Let’s look side-by-side for each city and see how the airlines performed against each other.

# Paired bar plot
ggplot(airline_data3, aes(fill=airline, y=delay_rate, x=reorder(city, -delay_rate))) +
  ggtitle("Delay Rate by City") +
  theme(plot.title = element_text(hjust = 0.5)) + 
  geom_bar(position='dodge', stat="identity") +
  xlab('City') + 
  ylab('Percent of Flights Delayed')

Delays vs Total Flights

I wonder if delays just track with overall traffic, i.e. as # of flights increase, there are more delays?

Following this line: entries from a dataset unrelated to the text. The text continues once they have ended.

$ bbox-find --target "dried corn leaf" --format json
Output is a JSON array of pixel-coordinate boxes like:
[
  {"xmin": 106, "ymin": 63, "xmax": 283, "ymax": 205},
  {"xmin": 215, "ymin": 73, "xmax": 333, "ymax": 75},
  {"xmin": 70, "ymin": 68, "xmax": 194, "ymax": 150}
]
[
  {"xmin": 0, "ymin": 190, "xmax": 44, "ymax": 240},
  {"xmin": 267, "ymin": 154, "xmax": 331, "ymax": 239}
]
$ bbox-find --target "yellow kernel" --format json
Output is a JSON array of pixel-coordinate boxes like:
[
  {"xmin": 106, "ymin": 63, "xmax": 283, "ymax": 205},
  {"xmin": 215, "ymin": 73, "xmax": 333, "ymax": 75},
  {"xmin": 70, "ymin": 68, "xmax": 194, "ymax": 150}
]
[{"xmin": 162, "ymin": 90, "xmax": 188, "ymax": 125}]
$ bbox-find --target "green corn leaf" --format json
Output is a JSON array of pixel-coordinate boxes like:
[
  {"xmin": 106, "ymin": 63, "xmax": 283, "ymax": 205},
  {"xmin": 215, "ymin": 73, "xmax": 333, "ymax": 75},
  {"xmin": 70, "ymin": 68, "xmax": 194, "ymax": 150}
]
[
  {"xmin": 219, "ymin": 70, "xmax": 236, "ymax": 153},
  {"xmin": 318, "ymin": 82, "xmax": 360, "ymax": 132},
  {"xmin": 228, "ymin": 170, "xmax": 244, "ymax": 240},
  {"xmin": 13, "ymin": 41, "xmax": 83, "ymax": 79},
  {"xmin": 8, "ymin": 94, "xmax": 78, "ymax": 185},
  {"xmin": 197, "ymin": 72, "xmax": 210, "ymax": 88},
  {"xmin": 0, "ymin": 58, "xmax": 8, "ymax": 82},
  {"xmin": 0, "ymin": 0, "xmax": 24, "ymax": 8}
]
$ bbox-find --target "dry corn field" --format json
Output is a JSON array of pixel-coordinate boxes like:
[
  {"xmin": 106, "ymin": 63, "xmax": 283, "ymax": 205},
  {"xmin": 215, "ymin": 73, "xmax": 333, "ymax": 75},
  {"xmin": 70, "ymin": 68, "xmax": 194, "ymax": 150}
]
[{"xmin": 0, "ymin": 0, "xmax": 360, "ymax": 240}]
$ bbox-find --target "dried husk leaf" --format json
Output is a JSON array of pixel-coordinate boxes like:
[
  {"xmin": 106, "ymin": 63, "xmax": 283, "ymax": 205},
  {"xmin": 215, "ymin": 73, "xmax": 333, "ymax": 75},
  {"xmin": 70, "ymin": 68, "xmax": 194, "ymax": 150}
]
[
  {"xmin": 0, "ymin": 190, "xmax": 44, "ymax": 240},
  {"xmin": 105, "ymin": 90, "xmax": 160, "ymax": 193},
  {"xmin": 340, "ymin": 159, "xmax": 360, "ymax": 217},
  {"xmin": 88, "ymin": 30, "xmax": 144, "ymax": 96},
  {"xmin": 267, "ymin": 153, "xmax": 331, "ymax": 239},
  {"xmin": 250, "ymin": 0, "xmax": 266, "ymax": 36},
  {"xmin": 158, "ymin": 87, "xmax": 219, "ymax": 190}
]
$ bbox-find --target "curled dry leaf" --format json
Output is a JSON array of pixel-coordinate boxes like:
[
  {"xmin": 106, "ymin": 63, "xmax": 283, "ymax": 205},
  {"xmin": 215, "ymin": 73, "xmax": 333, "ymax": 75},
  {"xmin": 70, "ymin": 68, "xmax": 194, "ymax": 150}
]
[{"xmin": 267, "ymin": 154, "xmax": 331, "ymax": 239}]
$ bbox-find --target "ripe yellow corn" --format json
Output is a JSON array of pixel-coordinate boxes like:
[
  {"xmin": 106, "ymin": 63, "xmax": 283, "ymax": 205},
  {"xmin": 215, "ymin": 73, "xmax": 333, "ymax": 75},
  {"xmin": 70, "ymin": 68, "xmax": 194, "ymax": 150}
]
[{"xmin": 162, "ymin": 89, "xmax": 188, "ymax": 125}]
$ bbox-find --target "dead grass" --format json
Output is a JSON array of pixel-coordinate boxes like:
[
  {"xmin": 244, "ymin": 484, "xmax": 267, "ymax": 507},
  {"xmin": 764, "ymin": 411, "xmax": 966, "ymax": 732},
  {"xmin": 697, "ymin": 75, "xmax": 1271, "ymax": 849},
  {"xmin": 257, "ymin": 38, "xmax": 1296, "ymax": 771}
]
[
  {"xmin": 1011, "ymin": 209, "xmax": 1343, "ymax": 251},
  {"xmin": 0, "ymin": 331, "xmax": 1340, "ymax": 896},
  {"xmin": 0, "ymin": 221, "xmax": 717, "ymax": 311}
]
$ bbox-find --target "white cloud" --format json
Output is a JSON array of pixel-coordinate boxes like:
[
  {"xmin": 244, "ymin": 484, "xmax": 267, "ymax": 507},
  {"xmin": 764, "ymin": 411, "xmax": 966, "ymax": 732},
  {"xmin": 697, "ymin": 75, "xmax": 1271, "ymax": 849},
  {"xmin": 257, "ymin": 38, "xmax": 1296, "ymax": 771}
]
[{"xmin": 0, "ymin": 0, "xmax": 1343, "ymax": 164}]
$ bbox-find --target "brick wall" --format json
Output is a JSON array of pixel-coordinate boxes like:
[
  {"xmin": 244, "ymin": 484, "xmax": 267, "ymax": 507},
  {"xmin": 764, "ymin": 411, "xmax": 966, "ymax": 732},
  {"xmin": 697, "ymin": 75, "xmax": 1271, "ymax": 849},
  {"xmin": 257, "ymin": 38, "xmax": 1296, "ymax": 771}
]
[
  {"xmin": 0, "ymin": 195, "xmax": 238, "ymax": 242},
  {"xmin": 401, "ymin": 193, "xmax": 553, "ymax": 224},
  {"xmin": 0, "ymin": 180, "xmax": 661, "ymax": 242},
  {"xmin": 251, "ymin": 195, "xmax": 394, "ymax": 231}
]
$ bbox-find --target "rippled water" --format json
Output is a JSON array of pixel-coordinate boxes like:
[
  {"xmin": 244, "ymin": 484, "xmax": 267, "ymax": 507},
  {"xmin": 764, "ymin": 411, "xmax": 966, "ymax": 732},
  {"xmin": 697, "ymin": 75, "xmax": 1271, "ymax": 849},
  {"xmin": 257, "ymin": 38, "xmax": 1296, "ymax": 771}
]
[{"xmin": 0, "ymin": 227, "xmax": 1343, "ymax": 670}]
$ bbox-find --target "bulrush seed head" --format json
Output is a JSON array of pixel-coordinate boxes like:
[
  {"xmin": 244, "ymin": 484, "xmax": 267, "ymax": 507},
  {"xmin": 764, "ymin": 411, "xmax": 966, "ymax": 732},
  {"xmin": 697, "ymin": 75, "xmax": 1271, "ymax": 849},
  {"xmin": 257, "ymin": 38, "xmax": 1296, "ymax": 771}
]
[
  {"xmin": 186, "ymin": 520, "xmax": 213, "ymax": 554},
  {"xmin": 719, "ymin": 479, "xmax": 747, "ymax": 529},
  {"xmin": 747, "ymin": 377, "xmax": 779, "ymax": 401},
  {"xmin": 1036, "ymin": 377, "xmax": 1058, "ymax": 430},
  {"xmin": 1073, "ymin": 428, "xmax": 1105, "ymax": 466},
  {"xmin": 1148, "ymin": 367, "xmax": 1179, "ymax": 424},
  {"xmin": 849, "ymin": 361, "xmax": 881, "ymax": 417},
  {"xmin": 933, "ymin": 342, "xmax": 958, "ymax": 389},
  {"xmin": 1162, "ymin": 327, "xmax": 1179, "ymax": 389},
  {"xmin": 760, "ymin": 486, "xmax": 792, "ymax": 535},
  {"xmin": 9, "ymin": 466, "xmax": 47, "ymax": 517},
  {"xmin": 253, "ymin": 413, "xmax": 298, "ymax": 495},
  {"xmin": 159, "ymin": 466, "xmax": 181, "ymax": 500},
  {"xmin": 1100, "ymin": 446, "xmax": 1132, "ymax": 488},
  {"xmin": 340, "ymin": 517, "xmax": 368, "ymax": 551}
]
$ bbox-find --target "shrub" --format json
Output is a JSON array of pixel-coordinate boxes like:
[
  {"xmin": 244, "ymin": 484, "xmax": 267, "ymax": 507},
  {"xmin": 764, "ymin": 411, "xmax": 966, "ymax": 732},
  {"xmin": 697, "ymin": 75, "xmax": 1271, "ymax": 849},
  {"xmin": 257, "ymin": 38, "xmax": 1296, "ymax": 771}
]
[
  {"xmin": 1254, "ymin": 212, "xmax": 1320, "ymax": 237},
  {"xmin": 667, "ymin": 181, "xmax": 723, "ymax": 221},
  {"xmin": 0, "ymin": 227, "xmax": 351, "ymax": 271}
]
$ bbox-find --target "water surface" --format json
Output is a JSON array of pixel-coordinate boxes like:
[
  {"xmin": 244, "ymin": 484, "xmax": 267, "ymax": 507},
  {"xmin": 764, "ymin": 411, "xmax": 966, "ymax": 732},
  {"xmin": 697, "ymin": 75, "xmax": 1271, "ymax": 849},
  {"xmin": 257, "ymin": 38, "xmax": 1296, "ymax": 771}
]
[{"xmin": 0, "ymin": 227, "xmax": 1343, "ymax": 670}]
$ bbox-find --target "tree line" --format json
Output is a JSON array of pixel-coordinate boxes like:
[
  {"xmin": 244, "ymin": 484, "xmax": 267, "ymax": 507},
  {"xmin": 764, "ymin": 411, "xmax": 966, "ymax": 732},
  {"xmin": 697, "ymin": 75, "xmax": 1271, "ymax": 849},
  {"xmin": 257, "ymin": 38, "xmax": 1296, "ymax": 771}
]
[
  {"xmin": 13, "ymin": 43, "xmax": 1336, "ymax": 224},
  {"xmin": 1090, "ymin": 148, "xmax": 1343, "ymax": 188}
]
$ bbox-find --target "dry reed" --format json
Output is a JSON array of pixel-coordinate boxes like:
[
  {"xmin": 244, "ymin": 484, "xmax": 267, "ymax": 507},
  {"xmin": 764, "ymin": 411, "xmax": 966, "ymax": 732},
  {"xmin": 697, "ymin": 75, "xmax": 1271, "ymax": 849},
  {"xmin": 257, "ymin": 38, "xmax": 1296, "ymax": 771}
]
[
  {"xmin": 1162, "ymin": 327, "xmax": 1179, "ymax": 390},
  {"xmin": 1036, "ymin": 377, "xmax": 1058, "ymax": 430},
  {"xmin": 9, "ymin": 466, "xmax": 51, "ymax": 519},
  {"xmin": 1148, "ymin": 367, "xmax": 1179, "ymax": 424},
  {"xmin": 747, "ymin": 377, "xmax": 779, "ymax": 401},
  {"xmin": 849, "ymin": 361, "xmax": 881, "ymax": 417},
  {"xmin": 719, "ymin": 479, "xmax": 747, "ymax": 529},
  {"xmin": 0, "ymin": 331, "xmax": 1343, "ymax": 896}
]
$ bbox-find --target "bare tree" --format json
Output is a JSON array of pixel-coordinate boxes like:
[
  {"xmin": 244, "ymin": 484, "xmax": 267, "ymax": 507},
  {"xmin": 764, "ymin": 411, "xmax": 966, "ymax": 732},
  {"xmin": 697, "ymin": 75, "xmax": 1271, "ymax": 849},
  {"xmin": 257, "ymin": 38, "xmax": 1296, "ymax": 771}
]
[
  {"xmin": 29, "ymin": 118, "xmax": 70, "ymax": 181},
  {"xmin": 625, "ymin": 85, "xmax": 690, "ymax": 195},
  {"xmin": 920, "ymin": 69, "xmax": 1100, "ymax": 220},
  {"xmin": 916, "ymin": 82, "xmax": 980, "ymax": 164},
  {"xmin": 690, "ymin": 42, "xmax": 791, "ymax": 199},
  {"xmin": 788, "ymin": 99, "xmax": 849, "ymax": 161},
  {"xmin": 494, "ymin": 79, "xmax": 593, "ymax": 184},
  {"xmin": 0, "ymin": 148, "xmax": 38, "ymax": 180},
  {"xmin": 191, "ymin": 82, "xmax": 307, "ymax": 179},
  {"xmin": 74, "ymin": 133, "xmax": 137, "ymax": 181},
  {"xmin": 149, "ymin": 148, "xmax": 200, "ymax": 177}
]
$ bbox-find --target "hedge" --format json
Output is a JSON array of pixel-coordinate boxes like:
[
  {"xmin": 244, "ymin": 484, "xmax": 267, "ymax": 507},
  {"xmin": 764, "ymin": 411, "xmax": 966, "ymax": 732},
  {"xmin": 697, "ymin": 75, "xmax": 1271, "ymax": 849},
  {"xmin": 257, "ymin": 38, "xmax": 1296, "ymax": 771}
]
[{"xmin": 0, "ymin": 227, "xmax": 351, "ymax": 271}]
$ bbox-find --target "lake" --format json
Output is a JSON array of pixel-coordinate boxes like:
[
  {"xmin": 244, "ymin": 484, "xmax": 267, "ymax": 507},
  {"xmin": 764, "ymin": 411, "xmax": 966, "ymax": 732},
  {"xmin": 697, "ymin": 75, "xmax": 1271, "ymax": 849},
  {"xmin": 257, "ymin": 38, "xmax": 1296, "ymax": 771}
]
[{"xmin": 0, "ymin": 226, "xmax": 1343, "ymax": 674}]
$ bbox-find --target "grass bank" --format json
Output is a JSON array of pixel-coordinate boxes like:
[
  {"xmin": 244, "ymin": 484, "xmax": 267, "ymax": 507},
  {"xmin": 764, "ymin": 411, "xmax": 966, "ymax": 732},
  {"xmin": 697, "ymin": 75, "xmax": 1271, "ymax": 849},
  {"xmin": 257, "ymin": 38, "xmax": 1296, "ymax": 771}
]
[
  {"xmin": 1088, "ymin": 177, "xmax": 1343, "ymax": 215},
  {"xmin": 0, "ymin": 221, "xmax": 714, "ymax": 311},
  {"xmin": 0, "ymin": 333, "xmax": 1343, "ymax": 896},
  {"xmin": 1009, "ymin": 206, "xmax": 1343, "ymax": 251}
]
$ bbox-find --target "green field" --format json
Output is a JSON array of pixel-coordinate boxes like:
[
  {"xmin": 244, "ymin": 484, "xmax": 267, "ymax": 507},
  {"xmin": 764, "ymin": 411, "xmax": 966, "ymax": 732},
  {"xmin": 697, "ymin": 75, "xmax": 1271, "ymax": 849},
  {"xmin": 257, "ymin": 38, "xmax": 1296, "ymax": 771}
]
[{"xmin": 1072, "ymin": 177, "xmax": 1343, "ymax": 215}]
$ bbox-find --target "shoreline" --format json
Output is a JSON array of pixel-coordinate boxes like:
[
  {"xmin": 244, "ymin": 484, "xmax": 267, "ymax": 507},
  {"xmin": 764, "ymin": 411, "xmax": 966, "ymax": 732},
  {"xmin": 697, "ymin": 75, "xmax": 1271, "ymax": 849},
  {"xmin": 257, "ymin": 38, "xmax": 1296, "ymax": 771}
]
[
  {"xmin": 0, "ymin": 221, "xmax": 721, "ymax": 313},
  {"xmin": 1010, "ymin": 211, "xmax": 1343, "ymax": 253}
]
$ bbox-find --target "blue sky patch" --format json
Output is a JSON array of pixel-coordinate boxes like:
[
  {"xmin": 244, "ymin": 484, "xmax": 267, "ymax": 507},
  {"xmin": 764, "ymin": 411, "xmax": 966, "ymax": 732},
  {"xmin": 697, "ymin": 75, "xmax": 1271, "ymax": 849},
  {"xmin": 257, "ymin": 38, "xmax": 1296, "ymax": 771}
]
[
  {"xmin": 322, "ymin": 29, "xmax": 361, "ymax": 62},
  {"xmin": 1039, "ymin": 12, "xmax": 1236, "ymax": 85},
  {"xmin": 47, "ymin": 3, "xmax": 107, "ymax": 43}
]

Each point represents a single airpoint and we are plotting the delay rate vs the total number of flights by that airline into each airport.

ggplot(airline_data3, aes(y=delay_rate, x=flights, color=airline)) +
  ggtitle("Delay vs Total Flights") +
  theme(plot.title = element_text(hjust = 0.5)) + 
  geom_point() +
  xlab('Total Flights') + 
  ylab('Delay Rate')

Conclusions

We see that overall AM WEST has significantly higher delays across all cities compared with ALASKA airlines.
There is a clear difference in delay rate by city ranging from ~8% up to ~30%.
There doesn’t seem to be any correleation between the total number of flights by an airline into a specific airport and the percent of delayed planes they experience.